このコラムを書いた弁護士
弁護士 橘高和芳(きったか かずよし)
大阪弁護士会所属 52期/登録番号:27404
近畿税理士会所属 税理士/登録番号:130995
ご両親等が亡くなり、相続財産(不動産や預貯金)とみなし相続財産(死亡保険金)が、遺産分割の対象として話し合いの対象になることがあります。
死亡保険金は、相続財産ではなく受取人の固有の財産で、本来は遺産分割の対象とはならないのですが、例えば、相続人が子供2人で、相続財産は不動産のみで1000万円、死亡保険金が4000万円(子供のうちの一人が死亡保険金受取人と指定されていた)などの場合には、子供同士の仲が良いほど話し合いの場が持たれます。
上記の場合で相続財産とみなし相続財産を足してで2で割ると、2500万円になり、死亡保険金を受け取った子が、不動産を相続する子に1500万円を渡すと一見すると、法定相続分どおりになります。

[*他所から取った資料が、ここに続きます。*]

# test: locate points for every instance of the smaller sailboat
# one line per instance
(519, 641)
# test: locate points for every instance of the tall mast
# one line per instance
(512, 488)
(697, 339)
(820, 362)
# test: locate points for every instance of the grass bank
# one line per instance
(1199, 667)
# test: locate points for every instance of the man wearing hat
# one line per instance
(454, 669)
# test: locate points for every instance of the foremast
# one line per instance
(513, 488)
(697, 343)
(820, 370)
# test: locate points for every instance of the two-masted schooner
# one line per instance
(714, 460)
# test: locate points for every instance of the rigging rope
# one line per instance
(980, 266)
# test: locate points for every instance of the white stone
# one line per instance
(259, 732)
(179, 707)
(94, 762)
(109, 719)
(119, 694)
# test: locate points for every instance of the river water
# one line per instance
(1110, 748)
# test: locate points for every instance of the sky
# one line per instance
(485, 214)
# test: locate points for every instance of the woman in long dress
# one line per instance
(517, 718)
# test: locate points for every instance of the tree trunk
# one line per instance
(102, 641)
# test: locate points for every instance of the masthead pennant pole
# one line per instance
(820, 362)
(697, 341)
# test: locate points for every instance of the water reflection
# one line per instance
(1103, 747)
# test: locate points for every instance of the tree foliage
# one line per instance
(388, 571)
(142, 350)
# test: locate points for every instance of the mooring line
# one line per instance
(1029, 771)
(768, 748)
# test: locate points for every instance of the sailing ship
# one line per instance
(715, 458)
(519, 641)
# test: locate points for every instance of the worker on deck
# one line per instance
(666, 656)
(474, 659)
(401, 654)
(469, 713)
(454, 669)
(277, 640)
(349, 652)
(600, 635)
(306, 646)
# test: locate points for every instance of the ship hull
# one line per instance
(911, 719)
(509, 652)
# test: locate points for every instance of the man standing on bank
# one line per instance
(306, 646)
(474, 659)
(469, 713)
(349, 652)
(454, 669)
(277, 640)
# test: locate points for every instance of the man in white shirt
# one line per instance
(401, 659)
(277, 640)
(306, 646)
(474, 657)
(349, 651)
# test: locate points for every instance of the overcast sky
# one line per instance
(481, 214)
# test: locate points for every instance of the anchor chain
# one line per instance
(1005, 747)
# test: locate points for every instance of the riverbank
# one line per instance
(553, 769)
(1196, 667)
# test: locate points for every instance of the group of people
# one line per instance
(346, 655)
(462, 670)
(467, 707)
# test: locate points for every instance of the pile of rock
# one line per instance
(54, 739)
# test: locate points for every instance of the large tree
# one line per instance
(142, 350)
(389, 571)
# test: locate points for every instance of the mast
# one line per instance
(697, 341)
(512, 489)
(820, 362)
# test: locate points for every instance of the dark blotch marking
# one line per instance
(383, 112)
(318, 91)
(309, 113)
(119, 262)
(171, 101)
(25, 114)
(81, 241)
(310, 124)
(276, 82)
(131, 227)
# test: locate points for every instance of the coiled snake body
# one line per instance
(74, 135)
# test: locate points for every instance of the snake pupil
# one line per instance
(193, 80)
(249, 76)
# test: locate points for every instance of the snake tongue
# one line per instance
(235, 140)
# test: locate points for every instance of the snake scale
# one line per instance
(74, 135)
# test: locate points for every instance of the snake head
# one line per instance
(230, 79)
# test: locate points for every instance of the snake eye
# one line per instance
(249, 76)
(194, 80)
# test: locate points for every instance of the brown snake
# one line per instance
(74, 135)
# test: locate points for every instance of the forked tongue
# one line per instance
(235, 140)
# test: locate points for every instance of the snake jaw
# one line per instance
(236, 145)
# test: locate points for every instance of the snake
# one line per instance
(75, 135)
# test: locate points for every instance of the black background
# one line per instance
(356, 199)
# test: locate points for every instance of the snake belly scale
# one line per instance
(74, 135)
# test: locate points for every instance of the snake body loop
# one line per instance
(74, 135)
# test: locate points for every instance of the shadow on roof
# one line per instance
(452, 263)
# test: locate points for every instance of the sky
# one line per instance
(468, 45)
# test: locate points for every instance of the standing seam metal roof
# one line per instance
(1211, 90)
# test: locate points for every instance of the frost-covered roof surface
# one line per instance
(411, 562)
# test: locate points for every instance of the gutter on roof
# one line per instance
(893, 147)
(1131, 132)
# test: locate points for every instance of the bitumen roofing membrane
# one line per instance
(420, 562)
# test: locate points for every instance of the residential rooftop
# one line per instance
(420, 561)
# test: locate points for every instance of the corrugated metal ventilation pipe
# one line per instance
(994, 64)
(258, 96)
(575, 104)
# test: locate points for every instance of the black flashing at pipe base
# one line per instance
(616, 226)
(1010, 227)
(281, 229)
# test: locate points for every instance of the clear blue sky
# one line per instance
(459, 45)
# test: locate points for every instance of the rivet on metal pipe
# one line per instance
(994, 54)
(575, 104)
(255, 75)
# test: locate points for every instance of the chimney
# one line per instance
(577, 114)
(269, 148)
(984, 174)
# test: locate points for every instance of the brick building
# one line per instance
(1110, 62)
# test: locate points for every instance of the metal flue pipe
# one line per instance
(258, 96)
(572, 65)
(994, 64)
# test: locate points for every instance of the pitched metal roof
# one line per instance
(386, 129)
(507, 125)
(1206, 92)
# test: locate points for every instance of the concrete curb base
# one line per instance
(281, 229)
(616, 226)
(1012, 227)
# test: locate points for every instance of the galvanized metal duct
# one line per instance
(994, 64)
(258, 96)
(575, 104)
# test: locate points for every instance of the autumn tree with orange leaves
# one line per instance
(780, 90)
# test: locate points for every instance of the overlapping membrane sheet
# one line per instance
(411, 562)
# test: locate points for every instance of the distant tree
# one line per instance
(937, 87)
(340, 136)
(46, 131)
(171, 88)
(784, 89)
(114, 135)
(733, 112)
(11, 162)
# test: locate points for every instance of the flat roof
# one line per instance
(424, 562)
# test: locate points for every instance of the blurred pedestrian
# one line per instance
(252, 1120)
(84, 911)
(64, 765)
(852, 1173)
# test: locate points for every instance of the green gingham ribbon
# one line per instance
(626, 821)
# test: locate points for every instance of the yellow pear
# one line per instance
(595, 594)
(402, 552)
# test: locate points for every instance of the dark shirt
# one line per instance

しかし、「代償分割」は、「相続財産」の全部又は大部分を取得した相続人がほかの相続人に金銭等を交付して分割を行うものです。死亡保険金は固有の財産となりますので、代償分割の「相続財産」には当たらず、相続財産を超える額の大証金の支払いは、「贈与」、つまり贈与税の対象となる可能性があります(東京地裁平成11年2月25日判決)。
そのため、代償分割の代償金は、代償金を支払う相続人が取得した「相続財産」の限度とするなどしたほうが無難と言えます。